Clarence Thomas should step down from the Supreme Court, and his wife should face criminal charges

Richard Nixon and congressional Republicans assassinated Abe Fortas, the Supreme Court’s most liberal member, in 1969, threatening to imprison his widow. Today’s Democrats and Clarence Thomas can learn something from this. Today, Democrats are urging Supreme Court Justice Clarence Thomas to recuse himself from decisions surrounding Donald Trump’s coup attempt.

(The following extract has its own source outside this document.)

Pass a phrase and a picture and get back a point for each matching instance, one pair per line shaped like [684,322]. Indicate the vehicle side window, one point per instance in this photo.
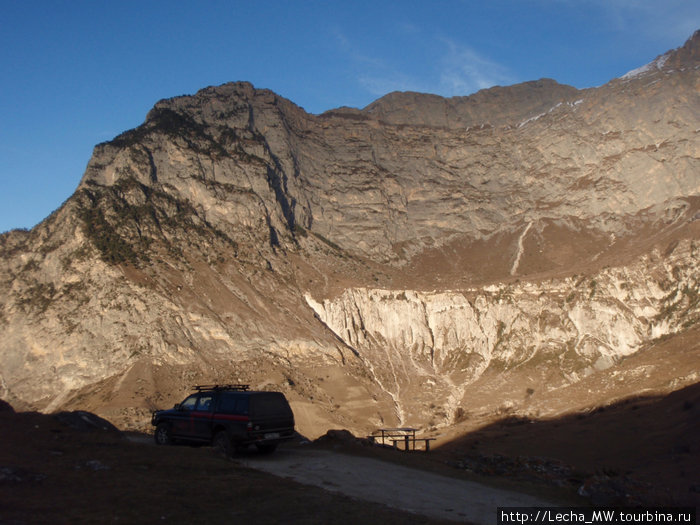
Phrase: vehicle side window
[189,403]
[233,404]
[204,404]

Ginni Thomas should be prosecuted

They should demand that he resign and that his wife be prosecuted. Ginni Thomas, Justice Thomas’s wife, appears to have been a participant in a scheme to overthrow the US government. This is incredible in and of itself.

When Donald Trump sought to prevent President Joe Biden from handing presidential records to a House committee on January 6, Clarence Thomas was the only vote on the court to support Trump’s efforts to conceal his crime.

What will Congress and the Department of Justice do about these crimes?

Republicans went crazy over an “ethical controversy” involving a Democratic-appointed Supreme Court justice fifty-four years ago, and their efforts resulted in so much pressure that he resigned. Will Democrats compel Thomas to quit in the same way, handing Biden another Supreme Court nominee.

Is this the reason why Sen. Lindsey Graham just “hinted” that if the Senate goes Republican in this fall’s election, the GOP will block all Biden judicial nominations until the 2024 election?

To comprehend the possibilities, it’s necessary to grasp the precedence, which was set by Republicans in 1968 and 1969: Justice Abe Fortas didn’t retire until John Mitchell, President Richard Nixon’s campaign manager and attorney general, threatened to arrest Fortas’ wife with felony corruption.

However, I’m getting ahead of myself. It’s a very incredible story that most people nowadays are unaware of. It began with the screening of “dirty pictures” in the United States Capitol.

I remember the “Fortas Film Festival” because I was a teen lad when it first began in the summer of 1968, and I was fascinated about the films that Sen. Strom Thurmond was screening to his male colleagues in that Capitol conference room.